William Faulkner described fiction as, “The human heart at conflict with itself,” this story has it at its centre. David Vann is one that juxtaposes characters, love, struggles, and nature. He places them in various environments, with their journey, in the wilderness, in islands, in mountains, and now with this tale, fish. This is a tale in the first person narrative, with a potent and visceral prose, in the voice of a young girl. Unflinching and unwavering in interest, the author has you in the tragedy and the journey of this girl and what surrounds her right to the end.
“My mother that evening was tired. She lay on the couch and I snugged against her and we watched TV, mostly commercials. Back in our aquarium, as territorial and easily found as any fish. We had only four places to hide in this tank: the couch, the bed, the table, and the bathroom. If you checked those four spots, you’d always find us.The bare white walls gone blue in the light from the TV, no different from glass. A ceiling clamped down above so we couldn’t jump out and escape. Sound of a filter and pump running, the heating unit, keeping us at the right temperature.The only question was who was outside, looking in.”

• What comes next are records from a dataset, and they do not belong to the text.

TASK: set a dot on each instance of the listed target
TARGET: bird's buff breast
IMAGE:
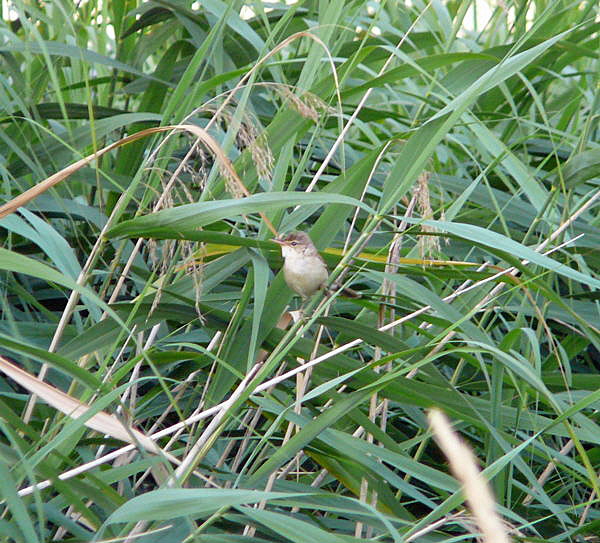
(304, 274)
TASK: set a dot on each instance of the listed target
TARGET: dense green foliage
(144, 284)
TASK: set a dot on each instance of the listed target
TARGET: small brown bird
(304, 269)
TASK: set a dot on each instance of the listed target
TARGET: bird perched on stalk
(304, 269)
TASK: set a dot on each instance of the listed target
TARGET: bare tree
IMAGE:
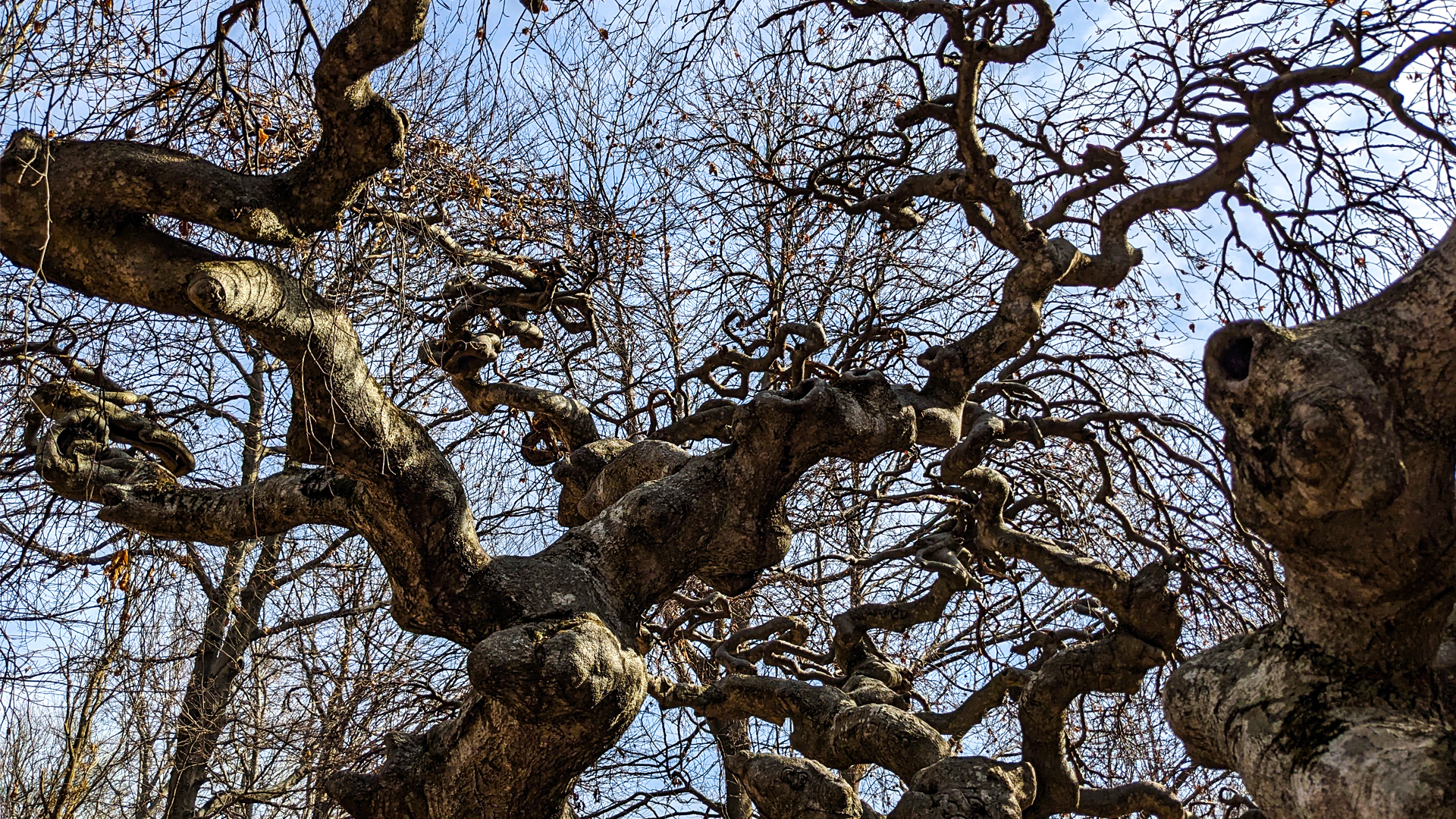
(1028, 465)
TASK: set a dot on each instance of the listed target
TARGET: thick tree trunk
(1341, 438)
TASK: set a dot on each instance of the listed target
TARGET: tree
(826, 433)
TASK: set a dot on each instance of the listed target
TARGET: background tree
(695, 264)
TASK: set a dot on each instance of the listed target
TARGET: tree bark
(1341, 439)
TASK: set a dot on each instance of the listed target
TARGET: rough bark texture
(1341, 439)
(1340, 433)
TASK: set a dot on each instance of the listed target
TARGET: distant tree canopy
(783, 411)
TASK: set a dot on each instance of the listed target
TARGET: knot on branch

“East Yesler Way didn’t seem like it was in a city. Lined with two-story apartment complexes, with front yards that looked like backyards, some of them littered with plastic toys and laundry and thrown-away furniture but most looking tidy enough behind their chain-link fences. Smokers standing in the cold, watching me pass. Maybe it did look like a city. Just not downtown, even though we were close. Almost every day someone was moving in or out. And they could be anyone, any race or age, with or without kids. Like one big motel, that entire long street, built for no one’s dream. I didn’t like East Yesler Way because no one belonged, but for some reason I never walked down one of the other streets. I had a pathway, a route, as unthinking as the sharks that circled like monks. I felt safe, at least, in my big jacket, and no one bothered me, which I find amazing when I look back on it now. I Google the street and see the crime rate at three times the national average,car theft almost six times higher.I think of my mother and the teachers at school letting me walk that route every day, and I’m filled with a rage that will never go away because it comes from some hollow vertigo unfinished. I feel dizzy with fear for my former self, and how can that be? I’m here now. I’m safe. I have a job. I’m thirty-two years old. I live in a better section of town. I should forgive and forget. The only thing that kept me moving along that street each afternoon was the blue at the end, the sea visible because we were on a hill. That blue promised the aquarium. A gauntlet leading to a sanctuary. I could have stayed in an after-school program, but it was my choice to visit the fish. They were emissaries sent from a larger world.They were the same as possibility, a kind of promise.”
“Everything bad in this world comes from men, my mother said.You have to know that. All violence, all fear, all slavery. Everything that crushes us.”
“How do you put a family back together, and how do you forgive?”